Natural gas futuresplunged 8 percent Thursday as supplies grew more than expected last week and as hot temperatures were forecast to moderate by the middle of August.
This was the biggest one-day percentage decline for a front-month natural gas contract since September 17, 2009.
September natural gas futures closed down over 20 cents at $2.92 per million BTUS, settling below $3 for the first time in two weeks. Natural gas futures had topped $3.17 earlier in the session and hit a 7-month high of $3.21 on Tuesday.
Natural gas suffered steep losses after the U.S. Energy Information Administration reported storage levels rose by 28 billion cubic feet last week. Platts survey of analysts had predicted storage levels would rise by 20 to 24 billion cubic feet on average. The weekly supply increase was still less than the injection to storage at this time last year, and was also below the five-year average.
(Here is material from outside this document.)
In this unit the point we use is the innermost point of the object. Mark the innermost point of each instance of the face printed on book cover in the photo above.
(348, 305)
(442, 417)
CitiFutures analyst Tim Evans says the report suggests that "more of the incremental power demand is being met by burning coal" and he sees "some bearish implications for the weeks ahead as well."
The $1.1 billion UNG ETF, which follows natural gas futures, was also hard hit in the session. After climbing steadily, gaining nearly 30 percent in the past two months alone, the UNG ETF also plunged nearly 8 percent Thursday.